Stop watering the plants about a month before harvesting (when the
leaves begin to yellow) to keep the papery skin dry and prevent the
bulbs from rotting or splitting.
Weeds are a major concern when growing garlic. Fewer weeds appear in
the spring if the seed bed was properly prepared. Hand hoeing in the
spring as weeds emerge is critical for good garlic production. Start
weeding when the weeds are no more than one inch tall.
Garlic can be harvested in three forms: scapes, green and bulb. In
spring, hardneck garlic produces a scape. There are differing opinions
about whether to cut off the scape. Most growers prefer to remove the
scape to allow the plant to focus its energy on the bulb. The scapes can
be cut off shortly after the flower stalk curls. Harvested scapes can
be used in cooking to provide a garlic tasting green similar to
When garlic is harvested before full maturity, it is referred to as
green garlic. It can be used like green onions in salads or cooking.
Bulbs are ready to harvest when the leaves begin to yellow or brown,
plants start to fall over, and there is still 50% green leaves on the
plant. Green leaves indicate that the bulbs are still intact and have
not begun to break apart.
Harvest bulbs preferably on a sunny, dry day. Do not leave the
freshly harvested bulbs in direct sun for more than a few minutes to
avoid sunburn on the garlic. Softnecks are harvested earlier than
hardnecks since they generally mature faster.

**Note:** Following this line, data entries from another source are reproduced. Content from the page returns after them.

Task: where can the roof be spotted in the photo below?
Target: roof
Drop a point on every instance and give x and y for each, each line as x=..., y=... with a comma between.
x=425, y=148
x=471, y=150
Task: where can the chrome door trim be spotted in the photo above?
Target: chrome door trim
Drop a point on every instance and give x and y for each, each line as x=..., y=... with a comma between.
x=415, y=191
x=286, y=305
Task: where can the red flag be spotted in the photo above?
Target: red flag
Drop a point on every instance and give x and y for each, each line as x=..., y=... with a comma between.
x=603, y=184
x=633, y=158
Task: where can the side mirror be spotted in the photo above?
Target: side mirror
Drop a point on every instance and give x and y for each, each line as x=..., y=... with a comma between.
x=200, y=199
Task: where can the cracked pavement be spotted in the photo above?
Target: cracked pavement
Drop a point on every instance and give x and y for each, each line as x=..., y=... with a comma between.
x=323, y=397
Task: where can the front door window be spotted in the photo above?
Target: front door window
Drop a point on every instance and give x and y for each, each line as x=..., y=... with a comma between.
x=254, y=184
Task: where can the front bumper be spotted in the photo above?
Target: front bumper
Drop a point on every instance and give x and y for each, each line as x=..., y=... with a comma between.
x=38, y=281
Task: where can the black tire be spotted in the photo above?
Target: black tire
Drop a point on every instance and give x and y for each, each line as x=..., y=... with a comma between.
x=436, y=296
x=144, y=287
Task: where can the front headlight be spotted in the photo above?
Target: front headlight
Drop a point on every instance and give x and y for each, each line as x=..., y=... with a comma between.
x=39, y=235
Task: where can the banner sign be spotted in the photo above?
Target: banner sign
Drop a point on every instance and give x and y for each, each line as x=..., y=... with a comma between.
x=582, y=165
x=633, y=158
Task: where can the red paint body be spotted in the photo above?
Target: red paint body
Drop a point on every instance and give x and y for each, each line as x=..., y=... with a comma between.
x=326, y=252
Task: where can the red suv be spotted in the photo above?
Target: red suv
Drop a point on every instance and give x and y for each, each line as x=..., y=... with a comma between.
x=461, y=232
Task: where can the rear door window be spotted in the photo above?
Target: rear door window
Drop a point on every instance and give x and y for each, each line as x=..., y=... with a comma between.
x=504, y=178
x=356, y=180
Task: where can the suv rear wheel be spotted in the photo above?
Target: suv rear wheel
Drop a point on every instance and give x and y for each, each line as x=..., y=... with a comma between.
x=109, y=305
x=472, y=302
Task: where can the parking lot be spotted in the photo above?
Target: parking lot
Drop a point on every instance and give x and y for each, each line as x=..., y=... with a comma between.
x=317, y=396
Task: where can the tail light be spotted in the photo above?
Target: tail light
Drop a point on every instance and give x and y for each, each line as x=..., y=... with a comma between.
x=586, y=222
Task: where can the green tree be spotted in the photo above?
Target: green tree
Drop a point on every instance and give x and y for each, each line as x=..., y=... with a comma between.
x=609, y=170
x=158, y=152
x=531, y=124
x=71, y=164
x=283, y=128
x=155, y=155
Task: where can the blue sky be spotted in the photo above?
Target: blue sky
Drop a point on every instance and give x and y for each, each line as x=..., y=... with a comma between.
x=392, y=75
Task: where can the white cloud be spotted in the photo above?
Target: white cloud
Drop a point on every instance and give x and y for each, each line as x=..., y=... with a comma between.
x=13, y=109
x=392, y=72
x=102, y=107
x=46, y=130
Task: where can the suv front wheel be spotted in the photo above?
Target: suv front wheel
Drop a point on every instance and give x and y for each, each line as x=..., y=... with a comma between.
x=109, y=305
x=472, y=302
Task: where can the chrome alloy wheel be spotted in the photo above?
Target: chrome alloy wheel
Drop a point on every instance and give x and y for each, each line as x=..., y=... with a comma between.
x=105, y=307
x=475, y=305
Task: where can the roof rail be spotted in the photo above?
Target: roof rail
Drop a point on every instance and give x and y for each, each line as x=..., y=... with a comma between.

Carefully loosen the soil around the bulbs to minimize damage. The
preference is to dig up the bulbs rather than pull them out. Shake off
the excess soil, keeping the wrapper intact. By having more of the
wrapper intact, the garlic will store longer. Do not wash the bulbs, as
that may encourage the growth of fungus.
Curing and Storing
Curing the harvested garlic will extend the shelf life of the bulb
and strengthen its flavor. To cure, tie the garlic in bunches and hang
in a shady, dry, cool and well-ventilated location for 4–6 weeks. Once
the garlic is dry, trim the roots but retain the outer skin. Brush off
any loose soil and trim the stalks about 1½ inches above the bulb. Store
bulbs for eating at 32°F–35°F with 65–70% relative humidity, such as in
the refrigerator vegetable bin. While garlic may be stored at room
temperature, these temperatures may cause sprouting of the bulbs, so
storage life may be shortened.
Pests and Diseases
Although garlic is less susceptible to insects and diseases than most
vegetative plants due to its natural resistance (primary compound
Allicin), some possible insect problems are onion thrips, onion maggots,
mites, armyworms, and wireworms. Some possible diseases are skin
blotch, white rot, basal rot, pink rot, and viruses.

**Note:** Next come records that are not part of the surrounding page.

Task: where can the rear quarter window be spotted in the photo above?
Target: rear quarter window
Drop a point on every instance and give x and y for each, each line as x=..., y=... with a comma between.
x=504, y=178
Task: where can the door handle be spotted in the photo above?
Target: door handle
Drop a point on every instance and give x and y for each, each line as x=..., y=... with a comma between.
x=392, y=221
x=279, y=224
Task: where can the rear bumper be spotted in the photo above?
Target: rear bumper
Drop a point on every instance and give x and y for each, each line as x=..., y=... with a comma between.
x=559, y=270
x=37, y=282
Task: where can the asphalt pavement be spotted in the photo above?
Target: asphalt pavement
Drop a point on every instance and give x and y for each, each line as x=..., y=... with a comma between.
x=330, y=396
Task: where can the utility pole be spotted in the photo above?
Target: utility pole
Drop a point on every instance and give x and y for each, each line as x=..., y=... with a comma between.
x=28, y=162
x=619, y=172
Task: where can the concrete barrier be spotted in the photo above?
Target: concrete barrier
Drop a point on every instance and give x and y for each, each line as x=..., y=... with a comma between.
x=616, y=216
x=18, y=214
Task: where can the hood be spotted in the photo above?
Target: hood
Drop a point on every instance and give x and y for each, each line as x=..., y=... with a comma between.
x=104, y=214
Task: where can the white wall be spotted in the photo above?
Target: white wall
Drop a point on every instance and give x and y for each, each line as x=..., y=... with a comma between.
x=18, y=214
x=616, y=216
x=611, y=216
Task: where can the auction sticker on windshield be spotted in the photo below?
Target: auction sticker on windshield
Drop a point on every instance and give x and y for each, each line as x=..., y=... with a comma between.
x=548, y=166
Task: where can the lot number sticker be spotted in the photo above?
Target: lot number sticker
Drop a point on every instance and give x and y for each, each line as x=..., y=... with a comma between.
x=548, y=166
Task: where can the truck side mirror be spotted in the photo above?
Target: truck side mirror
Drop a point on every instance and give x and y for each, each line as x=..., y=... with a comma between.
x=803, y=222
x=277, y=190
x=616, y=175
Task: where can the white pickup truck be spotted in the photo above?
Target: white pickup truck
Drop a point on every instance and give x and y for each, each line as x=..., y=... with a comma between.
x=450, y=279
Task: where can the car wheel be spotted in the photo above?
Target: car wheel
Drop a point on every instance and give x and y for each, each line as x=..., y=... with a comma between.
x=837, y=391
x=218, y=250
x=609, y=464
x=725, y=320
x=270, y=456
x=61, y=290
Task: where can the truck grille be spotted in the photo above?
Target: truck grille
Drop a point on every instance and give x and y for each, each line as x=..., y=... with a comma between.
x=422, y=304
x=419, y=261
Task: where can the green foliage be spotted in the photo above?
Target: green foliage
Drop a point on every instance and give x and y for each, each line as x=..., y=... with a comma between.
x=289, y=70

Insect and disease problems can be minimized by selecting healthy
planting stock, proper growing conditions, adequate crop rotation, and
good sanitation practices. A minimum three-year crop rotation is
advised. Never plant garlic in an area where onion and/or garlic have
recently been grown and always discard, rather than compost, garlic
wrappers and plant materials after harvesting.

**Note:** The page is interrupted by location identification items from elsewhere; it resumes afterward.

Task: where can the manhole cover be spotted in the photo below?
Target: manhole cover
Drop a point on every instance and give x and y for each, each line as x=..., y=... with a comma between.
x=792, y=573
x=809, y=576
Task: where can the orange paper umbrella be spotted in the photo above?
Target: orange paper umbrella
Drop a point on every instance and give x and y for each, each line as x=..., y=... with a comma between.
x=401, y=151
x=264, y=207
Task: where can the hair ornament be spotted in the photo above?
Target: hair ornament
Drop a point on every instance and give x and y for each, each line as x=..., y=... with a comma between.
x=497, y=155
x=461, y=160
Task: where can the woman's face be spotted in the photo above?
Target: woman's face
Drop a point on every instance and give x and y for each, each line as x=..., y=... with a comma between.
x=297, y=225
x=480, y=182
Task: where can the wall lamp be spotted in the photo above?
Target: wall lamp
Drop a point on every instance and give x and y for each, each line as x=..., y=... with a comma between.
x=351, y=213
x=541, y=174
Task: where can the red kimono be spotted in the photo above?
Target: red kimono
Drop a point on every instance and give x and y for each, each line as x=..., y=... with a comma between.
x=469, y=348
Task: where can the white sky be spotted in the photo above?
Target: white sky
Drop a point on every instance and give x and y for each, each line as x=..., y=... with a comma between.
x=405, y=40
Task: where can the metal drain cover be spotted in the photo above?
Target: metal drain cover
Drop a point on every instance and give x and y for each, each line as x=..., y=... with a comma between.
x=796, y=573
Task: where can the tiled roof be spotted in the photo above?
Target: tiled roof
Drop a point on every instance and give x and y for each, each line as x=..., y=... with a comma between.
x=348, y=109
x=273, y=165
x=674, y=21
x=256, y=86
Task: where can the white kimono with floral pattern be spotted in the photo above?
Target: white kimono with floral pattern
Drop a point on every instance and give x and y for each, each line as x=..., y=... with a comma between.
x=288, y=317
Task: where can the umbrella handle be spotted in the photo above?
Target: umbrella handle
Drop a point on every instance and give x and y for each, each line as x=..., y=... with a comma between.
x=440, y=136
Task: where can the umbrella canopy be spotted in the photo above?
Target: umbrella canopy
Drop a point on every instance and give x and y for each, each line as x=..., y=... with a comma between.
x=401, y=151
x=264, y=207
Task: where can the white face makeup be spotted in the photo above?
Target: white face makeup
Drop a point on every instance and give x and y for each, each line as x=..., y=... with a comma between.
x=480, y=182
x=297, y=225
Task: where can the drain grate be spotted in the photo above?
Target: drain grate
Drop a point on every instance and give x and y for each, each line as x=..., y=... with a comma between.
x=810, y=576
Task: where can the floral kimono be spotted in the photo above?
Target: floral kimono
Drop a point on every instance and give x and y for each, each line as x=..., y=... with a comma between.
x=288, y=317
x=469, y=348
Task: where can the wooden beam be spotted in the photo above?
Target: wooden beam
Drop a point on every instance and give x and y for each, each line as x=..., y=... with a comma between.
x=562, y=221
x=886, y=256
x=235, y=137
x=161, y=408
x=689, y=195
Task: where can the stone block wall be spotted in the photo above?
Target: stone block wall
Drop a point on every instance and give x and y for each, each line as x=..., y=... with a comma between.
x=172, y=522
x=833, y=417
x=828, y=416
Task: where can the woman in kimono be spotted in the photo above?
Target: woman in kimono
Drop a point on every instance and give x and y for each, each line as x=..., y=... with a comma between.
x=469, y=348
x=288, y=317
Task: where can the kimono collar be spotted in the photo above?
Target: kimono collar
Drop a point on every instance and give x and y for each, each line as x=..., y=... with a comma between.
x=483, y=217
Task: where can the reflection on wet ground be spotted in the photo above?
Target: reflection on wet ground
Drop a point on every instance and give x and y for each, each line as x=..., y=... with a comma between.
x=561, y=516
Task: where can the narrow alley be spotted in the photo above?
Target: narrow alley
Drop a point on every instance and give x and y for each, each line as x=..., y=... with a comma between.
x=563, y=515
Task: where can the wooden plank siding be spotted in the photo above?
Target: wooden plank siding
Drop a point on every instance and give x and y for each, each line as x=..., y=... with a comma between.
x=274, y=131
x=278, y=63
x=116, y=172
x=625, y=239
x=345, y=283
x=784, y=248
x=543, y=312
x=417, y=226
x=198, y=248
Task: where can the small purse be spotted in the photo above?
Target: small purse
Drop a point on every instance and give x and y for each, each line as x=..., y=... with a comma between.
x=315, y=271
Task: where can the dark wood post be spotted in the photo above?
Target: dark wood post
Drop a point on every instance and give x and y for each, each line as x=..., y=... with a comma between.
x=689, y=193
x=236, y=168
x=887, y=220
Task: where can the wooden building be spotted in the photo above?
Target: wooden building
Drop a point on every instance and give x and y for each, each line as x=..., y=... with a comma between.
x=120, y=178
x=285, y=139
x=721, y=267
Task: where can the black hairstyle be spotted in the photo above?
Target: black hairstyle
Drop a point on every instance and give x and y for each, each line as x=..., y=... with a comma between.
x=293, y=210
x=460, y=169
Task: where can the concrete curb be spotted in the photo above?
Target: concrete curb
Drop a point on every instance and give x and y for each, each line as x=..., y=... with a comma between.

- Aaron, Chester. "Garlic: A Growing Guide." Organic Gardening Magazine Online. organicgardening.com/learn-and-grow/garlic-growing-guide. Accessed September 8, 2013.
- Engeland, Ron L. Growing Great Garlic. Okanogan, WA: Filaree Productions, 1991.
- Meredith, Ted Jordan. The Complete Book of Garlic. Portland, OR: Timber Press, 2008.
- The Herb Society of America. "Garlic: An Herb Society of America Guide." herbsociety.org/factsheets/Garlic%20Guide.pdf.
- University of Minnesota Extension. "Vegetable Crop Management, Growing Garlic in Minnesota." extension.umn.edu/distribution/cropsystems/dc7317.html.